UCL's commercialisation company renames as UCL Ventures
A new identity for the expert commercialisation partner at UCL.
UCL Business Ltd, the commercialisation company of University College London, today announces that it has renamed as UCL Ventures, marking the next stage in its work to help UCL ideas, discoveries and technologies create real-world impact.
The new name follows extensive consultation with UCL academics, founders, investors, industry partners and wider stakeholders. It has been chosen to reflect the organisation’s central role in supporting UCL staff to bring their ideas, research and inventions to market through creating ventures of all kinds: from licensing breakthrough technologies and forming spinout companies to establishing social ventures.
For more than 30 years, the company has worked with UCL’s world-leading researchers to protect, develop and commercialise pioneering ideas across the full range of UCL’s academic research from life sciences, engineering, AI, deep tech, social innovation and the arts and humanities. Its work has helped create and grow global businesses, secure licensing deals and build partnerships that translate research excellence into products, services and solutions that deliver economic and societal impact.
A leading example is Autolus Therapeutics, a UCL spinout developing next-generation programmed T-cell therapies. Founded from research at UCL Cancer Institute with support from UCL Ventures, Autolus has grown into a Nasdaq-listed biopharmaceutical company with global reach, more than $1.1bn raised in investment capital and a state-of-the-art manufacturing facility in Stevenage. It is one of five UCL spinouts to have achieved a Nasdaq listing since 2018, alongside Orchard Therapeutics, Freeline Therapeutics, Achilles Therapeutics and MeiraGTx, collectively raising more than £2bn.

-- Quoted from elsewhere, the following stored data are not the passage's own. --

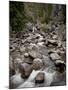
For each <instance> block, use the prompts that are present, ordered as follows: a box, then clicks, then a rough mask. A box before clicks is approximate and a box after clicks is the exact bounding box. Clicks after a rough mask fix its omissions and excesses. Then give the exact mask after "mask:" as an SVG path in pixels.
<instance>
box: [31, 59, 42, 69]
mask: <svg viewBox="0 0 68 90" xmlns="http://www.w3.org/2000/svg"><path fill="white" fill-rule="evenodd" d="M42 67H43V61H42V60H41V59H39V58H36V59H34V60H33V64H32V68H33V69H34V70H39V69H41V68H42Z"/></svg>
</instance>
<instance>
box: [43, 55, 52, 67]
mask: <svg viewBox="0 0 68 90" xmlns="http://www.w3.org/2000/svg"><path fill="white" fill-rule="evenodd" d="M42 60H43V63H44V65H45V66H46V67H48V66H53V65H54V63H53V62H52V61H51V60H50V58H49V57H48V56H45V55H43V58H42Z"/></svg>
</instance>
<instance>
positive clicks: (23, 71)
mask: <svg viewBox="0 0 68 90" xmlns="http://www.w3.org/2000/svg"><path fill="white" fill-rule="evenodd" d="M19 71H20V73H21V77H22V78H28V77H29V75H30V73H31V72H32V69H31V65H30V64H28V63H22V64H20V66H19Z"/></svg>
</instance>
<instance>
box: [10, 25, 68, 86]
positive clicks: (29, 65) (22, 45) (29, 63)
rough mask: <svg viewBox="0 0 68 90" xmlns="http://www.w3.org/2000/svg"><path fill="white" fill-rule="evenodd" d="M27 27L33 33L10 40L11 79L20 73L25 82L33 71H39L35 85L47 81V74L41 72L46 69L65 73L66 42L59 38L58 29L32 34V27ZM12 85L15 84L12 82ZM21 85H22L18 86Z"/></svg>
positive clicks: (28, 32)
mask: <svg viewBox="0 0 68 90" xmlns="http://www.w3.org/2000/svg"><path fill="white" fill-rule="evenodd" d="M27 26H28V29H29V30H30V31H31V32H28V33H24V34H22V37H21V38H19V37H16V38H10V57H11V58H10V62H9V63H10V78H12V77H13V75H17V74H18V73H20V76H19V77H20V78H21V80H22V79H24V82H25V80H28V78H29V76H30V74H31V72H32V71H33V70H35V71H38V70H39V71H40V73H38V75H37V76H36V77H35V78H34V80H35V83H39V84H40V83H43V82H44V81H45V79H44V76H45V74H44V73H42V72H41V71H44V69H47V68H49V67H50V68H51V66H52V67H55V68H56V69H55V71H58V72H60V73H63V72H64V71H65V67H66V65H65V57H66V45H65V42H66V41H65V39H64V41H63V40H62V38H60V37H59V34H58V33H59V32H58V31H59V30H56V29H57V27H55V30H53V31H51V32H50V33H48V32H46V33H44V32H41V31H39V32H32V25H31V27H30V24H29V25H27ZM37 28H38V27H37ZM38 29H39V28H38ZM51 30H52V29H51ZM17 35H18V34H17ZM51 69H53V68H51ZM45 71H46V70H45ZM13 79H14V78H13ZM17 79H18V78H17ZM24 82H23V83H24ZM11 83H13V82H12V80H11ZM12 85H13V84H12ZM14 85H15V84H14ZM19 85H20V83H19V84H17V86H19ZM17 86H15V87H14V88H16V87H17ZM29 87H30V86H29ZM11 88H12V87H11Z"/></svg>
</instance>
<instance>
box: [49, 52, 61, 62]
mask: <svg viewBox="0 0 68 90" xmlns="http://www.w3.org/2000/svg"><path fill="white" fill-rule="evenodd" d="M50 58H51V59H52V60H58V59H60V56H59V55H58V54H57V53H51V54H50Z"/></svg>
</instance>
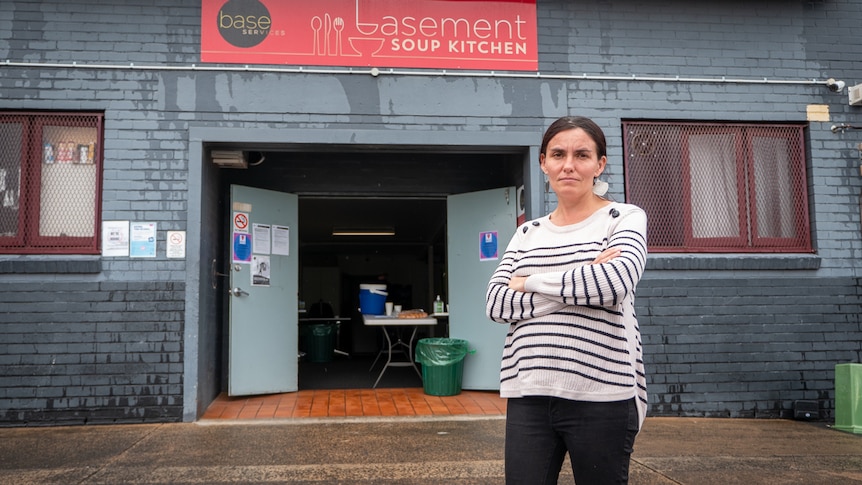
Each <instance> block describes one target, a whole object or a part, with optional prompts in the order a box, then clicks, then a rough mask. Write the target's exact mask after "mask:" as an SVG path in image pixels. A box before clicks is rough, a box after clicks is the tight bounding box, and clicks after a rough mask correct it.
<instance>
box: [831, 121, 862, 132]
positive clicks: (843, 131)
mask: <svg viewBox="0 0 862 485" xmlns="http://www.w3.org/2000/svg"><path fill="white" fill-rule="evenodd" d="M847 130H862V126H856V125H848V124H847V123H841V124H840V125H832V133H838V132H841V133H844V132H845V131H847Z"/></svg>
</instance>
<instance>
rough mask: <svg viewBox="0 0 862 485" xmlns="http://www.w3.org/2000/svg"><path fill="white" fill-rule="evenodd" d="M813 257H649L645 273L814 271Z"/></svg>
mask: <svg viewBox="0 0 862 485" xmlns="http://www.w3.org/2000/svg"><path fill="white" fill-rule="evenodd" d="M820 261H821V258H820V256H817V255H814V254H654V253H653V254H650V255H649V256H648V257H647V265H646V269H647V270H716V271H725V270H752V271H757V270H816V269H820Z"/></svg>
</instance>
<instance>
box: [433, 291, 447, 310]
mask: <svg viewBox="0 0 862 485" xmlns="http://www.w3.org/2000/svg"><path fill="white" fill-rule="evenodd" d="M445 312H446V305H444V304H443V300H441V299H440V295H437V299H436V300H434V313H445Z"/></svg>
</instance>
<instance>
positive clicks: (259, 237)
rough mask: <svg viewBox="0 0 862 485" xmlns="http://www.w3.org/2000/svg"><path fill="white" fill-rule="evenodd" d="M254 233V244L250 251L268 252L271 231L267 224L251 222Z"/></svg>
mask: <svg viewBox="0 0 862 485" xmlns="http://www.w3.org/2000/svg"><path fill="white" fill-rule="evenodd" d="M252 228H253V231H254V232H252V234H253V235H254V242H255V244H254V246H253V248H252V251H253V252H254V253H255V254H269V240H270V235H269V233H270V232H271V229H270V226H269V224H252Z"/></svg>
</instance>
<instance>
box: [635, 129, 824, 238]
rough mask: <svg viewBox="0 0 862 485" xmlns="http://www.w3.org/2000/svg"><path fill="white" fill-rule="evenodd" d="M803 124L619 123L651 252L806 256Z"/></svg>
mask: <svg viewBox="0 0 862 485" xmlns="http://www.w3.org/2000/svg"><path fill="white" fill-rule="evenodd" d="M803 129H804V127H803V126H801V125H745V124H717V123H713V124H711V123H663V122H625V123H623V130H624V137H623V138H624V139H623V143H624V147H623V149H624V153H625V156H626V167H625V170H626V198H627V200H628V201H630V202H631V203H633V204H636V205H639V206H640V207H642V208H643V209H644V210H645V211H646V212H647V215H648V217H649V244H650V250H652V251H656V252H810V251H811V241H810V235H809V234H810V233H809V222H808V197H807V191H806V176H805V156H804V153H805V149H804V142H803Z"/></svg>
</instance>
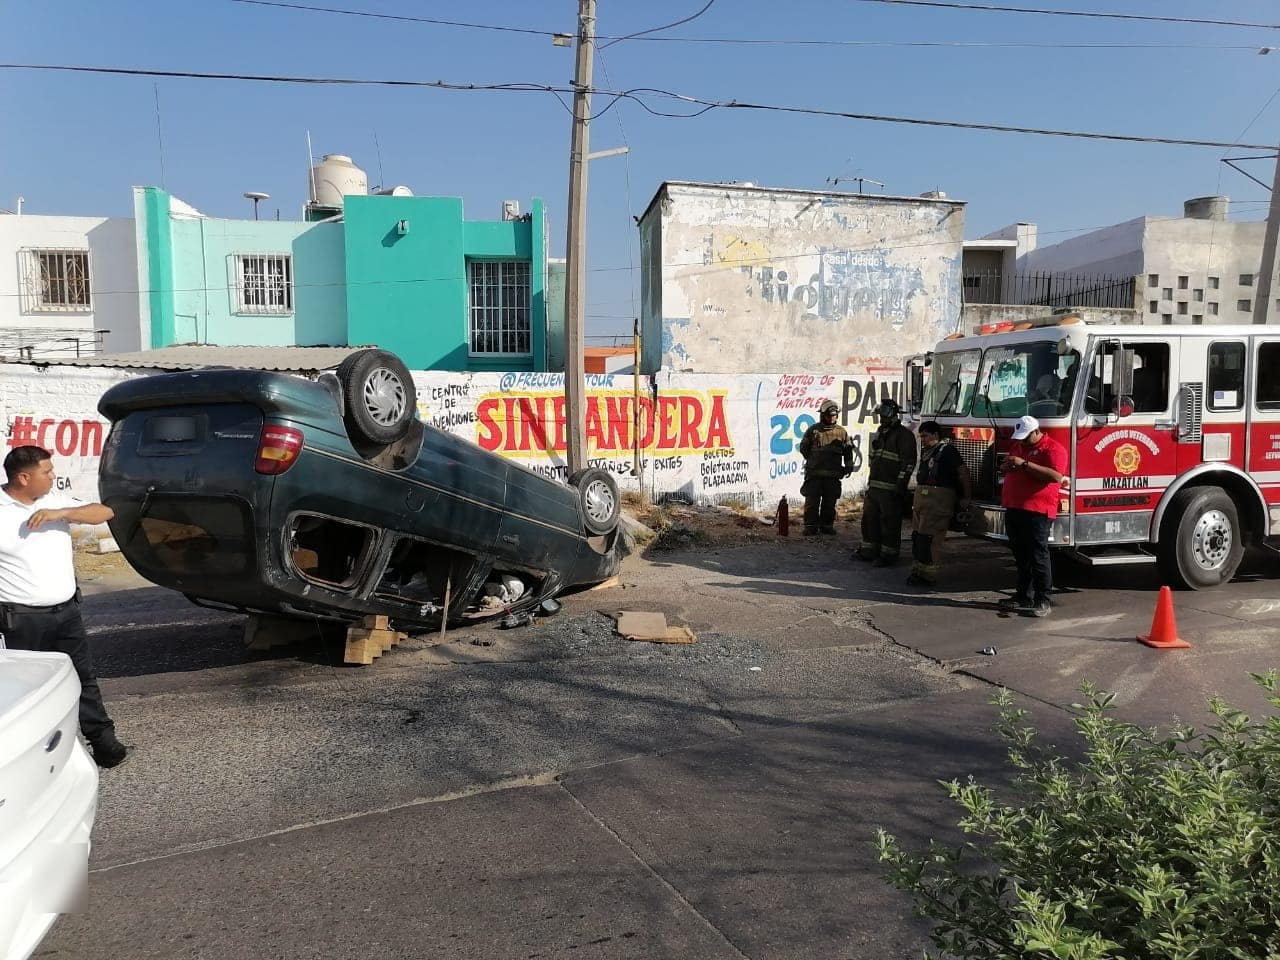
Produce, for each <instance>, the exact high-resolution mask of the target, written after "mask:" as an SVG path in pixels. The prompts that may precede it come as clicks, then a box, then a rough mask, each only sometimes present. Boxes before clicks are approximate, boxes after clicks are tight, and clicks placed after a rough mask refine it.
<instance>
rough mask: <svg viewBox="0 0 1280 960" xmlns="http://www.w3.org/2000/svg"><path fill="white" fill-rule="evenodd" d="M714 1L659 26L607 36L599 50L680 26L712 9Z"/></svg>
mask: <svg viewBox="0 0 1280 960" xmlns="http://www.w3.org/2000/svg"><path fill="white" fill-rule="evenodd" d="M714 3H716V0H707V4H705V6H703V9H700V10H699V12H698V13H695V14H691V15H689V17H685V18H684V19H681V20H675V22H672V23H664V24H662V26H660V27H650V28H649V29H641V31H637V32H635V33H627V35H626V36H625V37H609V42H608V44H604V45H603V46H602V47H600V50H604V49H607V47H611V46H613V45H614V44H621V42H622V41H623V40H636V38H637V37H644V36H646V35H649V33H658V32H659V31H664V29H671V28H672V27H680V26H682V24H685V23H691V22H692V20H696V19H698V18H699V17H701V15H703V14H704V13H707V12H708V10H709V9H712V4H714Z"/></svg>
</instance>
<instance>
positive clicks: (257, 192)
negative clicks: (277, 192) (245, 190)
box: [244, 191, 271, 220]
mask: <svg viewBox="0 0 1280 960" xmlns="http://www.w3.org/2000/svg"><path fill="white" fill-rule="evenodd" d="M270 198H271V195H270V193H259V192H257V191H250V192H248V193H246V195H244V200H252V201H253V219H255V220H256V219H257V205H259V204H260V202H261V201H264V200H270Z"/></svg>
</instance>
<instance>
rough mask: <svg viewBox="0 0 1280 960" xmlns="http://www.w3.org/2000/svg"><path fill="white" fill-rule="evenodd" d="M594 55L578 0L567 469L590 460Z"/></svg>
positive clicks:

The move to UCL Ventures brings the organisation’s identity closer to the language used by researchers, founders and investors, while strengthening its connection to UCL and its ambition to turn knowledge into action for public benefit.
Dr Anne Lane, Chief Executive Officer of UCL Ventures, said: “Our new name reflects what we do every day: help brilliant ideas from UCL become ventures that can change lives, improve services, strengthen the economy and address some of the world’s most pressing challenges. UCL Ventures is a clearer, more confident expression of our purpose and our partnership with the UCL community.”
She added: “Commercialisation is no longer simply about creating companies or licensing intellectual property. It is about building the right route for each idea to reach the people who need it. That might mean a spinout, a licence, a social venture, an investor partnership or a collaboration with industry. Our new identity gives us the room to describe that breadth more accurately.”
The launch of UCL Ventures is accompanied by a refreshed visual identity and a new website, designed to make it easier for academics, entrepreneurs, investors and partners to understand how to work with the organisation and access support.
UCL Ventures remains a wholly owned subsidiary of University College London and will continue to provide the specialist commercialisation, intellectual property, venture creation, licensing and investment support that has underpinned UCL’s track record as one of the UK’s leading universities for research translation and spinout formation.
The name change takes effect from 29 June 2026.
Notes to editors
About UCL Ventures
UCL Ventures is the commercialisation company of University College London. It works with UCL academics, faculties and associated hospitals to protect, develop and commercialise pioneering ideas, innovations and technologies, helping them reach markets and communities where they can deliver positive real-world impact.
The organisation supports the full commercialisation journey, including intellectual property management, licensing, venture creation, investment readiness, funding partnerships and support for spinouts and social ventures.
About UCL
University College London was established in 1826 with a new vision: to make higher education accessible to all. As London’s first university, UCL challenged convention by admitting students regardless of faith, introducing practical subjects, and later granting women access to higher education alongside men.
UCL is one of the world’s leading research-intensive universities ranked 8th in the 2026/7 QS World rankings.